Impact of Renaissance on Indian Art is considerable and vital. By examining the present scenario, it becomes clear that renaissance had a huge impact on Indian art. It however does not only include the application of architectural or sculptural technique to the country`s monuments, it involves much more remote, yet much more intimate principles of nation building. The country is regarded as a unit peopled by diverse racial fractions and real India is the totality of all that lives in the region of diversity. The true expression of a country is found in the national arts, those expressions of the individual imagination that spring from the concealed realm into the social and natural environment of the mapped area. It is in the artistic discords of a nation, much more than in the records of wars and dynastic changes, that the nation`s true history is to be found. The story of the evolvement of India`s real life is the story of the making of the decorating of Ajanta, the sculpturing of Konark, the revival of Indian painting in Bengal, the revival of Indian drama in Telugu, the poetry and prose of Tagore among others. These are more truly the voice of the inner soul of the country because they spring directly from the great affirmations of its spiritual consciousness.
It is a true fact that a nation without art is blind and dumb. Moreover, arts applied in nation building are themselves national, national in expressing the national environment, the national temperament and the national direction. The universality and antiquity of art-expressions bear testimony to their place as vital and essential parts of a nation`s life. It is equally true that at present, there is an acute estrangement between the arts and life, between the principles that operate in the world of imagination, and the principles that control the world of social organisation and personal conduct. The masses of the people are as far removed from the inspiration of the arts as they are from the inspiration of nationality and here also, lacks the protection of awakened consciousness.

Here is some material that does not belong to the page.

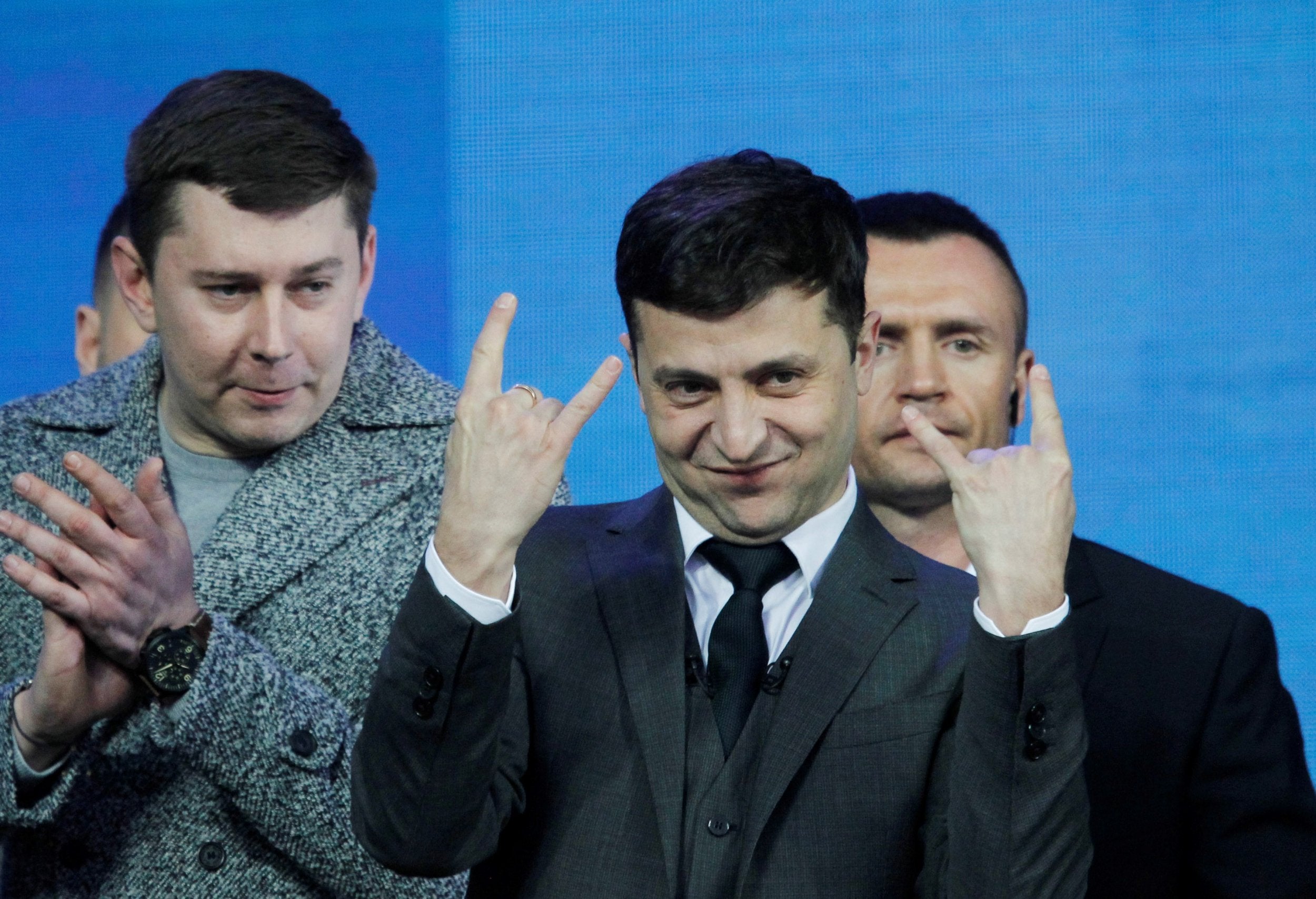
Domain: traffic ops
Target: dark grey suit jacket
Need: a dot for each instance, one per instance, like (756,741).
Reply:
(894,763)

Almost all the details of a nation`s environment fit squarely into its arts. The main feature of the daily national environment is reversed in the art of painting. And the second important element of nationality in the arts is national temperament. It makes a background of intellectual assumptions. It shifts the emphasis from the immediate act and the present life; and this removal is reflected aptly in the arts of India as a natural drawing to the things of the inner life. Indian art does not say that God may not be found in the thunder; but it is certain that he is most intimately heard in the still voice. That is why it has been said that the Indian temples are not places for big crowds to meet in, and part, and forget, but for single individuals to face the deity and remember.

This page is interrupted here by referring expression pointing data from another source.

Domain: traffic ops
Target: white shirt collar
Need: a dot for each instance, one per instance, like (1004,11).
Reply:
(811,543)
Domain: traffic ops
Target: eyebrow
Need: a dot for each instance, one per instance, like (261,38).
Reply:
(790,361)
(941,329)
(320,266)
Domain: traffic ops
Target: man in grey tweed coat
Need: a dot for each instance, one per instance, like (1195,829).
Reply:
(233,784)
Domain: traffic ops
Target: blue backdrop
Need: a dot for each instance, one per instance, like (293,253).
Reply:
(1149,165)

Indian music is a thing of one string and one idea; and the new Indian painting shows the central feature of Indian temperament. It reflects the low toned essences of spiritual, emotion and craft-love for the delectation of single devotees. The application of the arts to national life refers to the expression of nature in its various forms. Notwithstanding racial and linguistic differences, the development and interchange of the Indian Arts as a result of Indian renaissance has either led to, or become the expression of an expansive nature.